Scientists in the US have managed to create early-stage human embryos from DNA contained in skin cells, a feat being described as one of the most striking developments in reproductive science for decades. According to BBC News, the team at Oregon Health & Science University reprogrammed skin cells into eggs, fertilised them with sperm, and successfully grew some into blastocysts, or embryos that reach the six-day stage of development.
The method combines nuclear transfer, a technique long associated with cloning, with innovative reprogramming designed to mimic how a natural egg discards half its chromosomes. Normally, skin cells carry a full set of 46 chromosomes. The scientists replaced the nucleus of a donor egg with the nucleus from a skin cell, then induced a kind of “artificial meiosis” that stripped the count back down to 23. The reprogrammed eggs were then fertilised using standard IVF, and while most failed due to chromosomal abnormalities, a small percentage developed normally for nearly a week.
A breakthrough in fertility science
For decades, researchers have sought ways to make reproductive cells from ordinary tissue. Early experiments in mice demonstrated that stem cells could be coaxed into gametes, but applying this to humans has been far more complex. In their report on the findings, The Guardian noted that this is the first time scientists have produced human embryos using genetic material that originated from skin, a milestone that could transform how infertility is treated in the future.
The potential applications are vast. Women who can no longer produce viable eggs because of age or medical treatment could, in theory, use cells from their own skin to conceive. Same-sex male couples, who currently have no biological route to parenthood together, could one day generate eggs from one partner’s tissue to be fertilised by the other’s sperm. Fertility preservation might also become simpler if reproductive potential is no longer tied to harvesting and freezing eggs at a young age.
But as the researchers themselves cautioned, these scenarios are still far in the distance. Success rates remain very low, with only around 9% of the reprogrammed eggs reaching the blastocyst stage.
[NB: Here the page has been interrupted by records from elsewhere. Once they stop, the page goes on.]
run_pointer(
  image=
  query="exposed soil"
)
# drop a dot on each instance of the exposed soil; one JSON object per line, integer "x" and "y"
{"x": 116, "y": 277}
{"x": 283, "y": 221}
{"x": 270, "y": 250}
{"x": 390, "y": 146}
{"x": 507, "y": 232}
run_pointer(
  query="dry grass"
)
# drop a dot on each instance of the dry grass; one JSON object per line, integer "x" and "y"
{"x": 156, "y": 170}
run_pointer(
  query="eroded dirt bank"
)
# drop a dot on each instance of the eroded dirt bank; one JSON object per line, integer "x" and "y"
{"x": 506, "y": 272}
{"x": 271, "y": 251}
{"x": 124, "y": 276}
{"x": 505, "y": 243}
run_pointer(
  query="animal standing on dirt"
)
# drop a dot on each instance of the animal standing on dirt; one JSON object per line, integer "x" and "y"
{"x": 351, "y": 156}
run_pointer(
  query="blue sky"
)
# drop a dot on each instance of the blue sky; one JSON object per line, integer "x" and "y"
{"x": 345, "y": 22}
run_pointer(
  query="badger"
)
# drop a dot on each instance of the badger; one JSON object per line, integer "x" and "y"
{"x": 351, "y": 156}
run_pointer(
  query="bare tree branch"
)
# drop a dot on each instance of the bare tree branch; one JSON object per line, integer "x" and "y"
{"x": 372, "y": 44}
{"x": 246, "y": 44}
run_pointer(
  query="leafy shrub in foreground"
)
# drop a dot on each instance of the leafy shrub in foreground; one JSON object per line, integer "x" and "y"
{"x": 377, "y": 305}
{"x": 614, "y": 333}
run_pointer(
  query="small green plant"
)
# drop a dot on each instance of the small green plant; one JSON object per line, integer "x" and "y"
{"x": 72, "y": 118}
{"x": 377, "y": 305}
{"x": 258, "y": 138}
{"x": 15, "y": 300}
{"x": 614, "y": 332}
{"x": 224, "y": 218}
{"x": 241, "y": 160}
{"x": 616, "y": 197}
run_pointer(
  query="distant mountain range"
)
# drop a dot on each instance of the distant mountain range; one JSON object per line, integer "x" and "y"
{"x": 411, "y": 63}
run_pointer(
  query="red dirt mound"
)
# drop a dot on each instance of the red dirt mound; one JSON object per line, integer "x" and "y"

Most carried chromosomal errors that would prevent further development.
Safety, ethics, and the shadow of misuse
Alongside the promise comes a long list of concerns. The chromosomal instability seen in most embryos is a major barrier, and the scientists stressed that the technique is not remotely ready for clinical use. Writing about the experiment, the Financial Times pointed out that any attempt to implant such embryos into a uterus would carry huge risks of miscarriage or developmental disorders.
Ethical issues also loom large. Because the DNA comes from skin cells, in theory it could be harvested without consent. Strict regulations already govern reproductive research, but critics warn that safeguards must keep pace with new technologies. There are also broader questions about whether this could pave the way for so-called “designer embryos,” with parents selecting traits through genetic editing once embryos can be generated in abundance.
The memory of past scandals in the field weighs heavily. The case of the Chinese scientist He Jiankui, who in 2018 edited the genomes of human embryos without approval and led to global condemnation, has become a touchstone for how not to proceed. Regulators are now wary of any rush toward clinical application without careful oversight.
Where the science goes from here
The team’s next steps involve refining the reprogramming process so that more embryos develop with the correct number of chromosomes, and testing in animal models to assess long-term safety. Other laboratories are pursuing related strategies, including in vitro gametogenesis, which aims to create both eggs and sperm from stem cells. AP News noted that while mouse models have shown the concept can work, translating those findings into humans remains fraught with complexity.
If the hurdles can be overcome, the implications are extraordinary. Infertility could be treated without invasive egg collection. Same-sex couples could share a genetic link to their children. And women might no longer face such sharp age limits on fertility if eggs could be created from their own tissue later in life. But all of this depends on years of careful research, ethical debate and international cooperation.
For now, the embryos created in Oregon will not be implanted. They will be studied under strict legal limits that forbid growth beyond 14 days. Even at this early stage, however, they provide scientists with a valuable window into how human development begins, and how errors emerge that cause miscarriage or disease. That knowledge alone could lead to better IVF outcomes and a deeper understanding of early pregnancy loss.
The experiment has shown what is possible: that DNA taken from an ordinary skin cell can, under the right conditions, be reset into something that looks and acts like an egg. Whether that becomes a tool to reshape human reproduction, or remains a scientific curiosity, will depend on what researchers, regulators, and society decide to do next.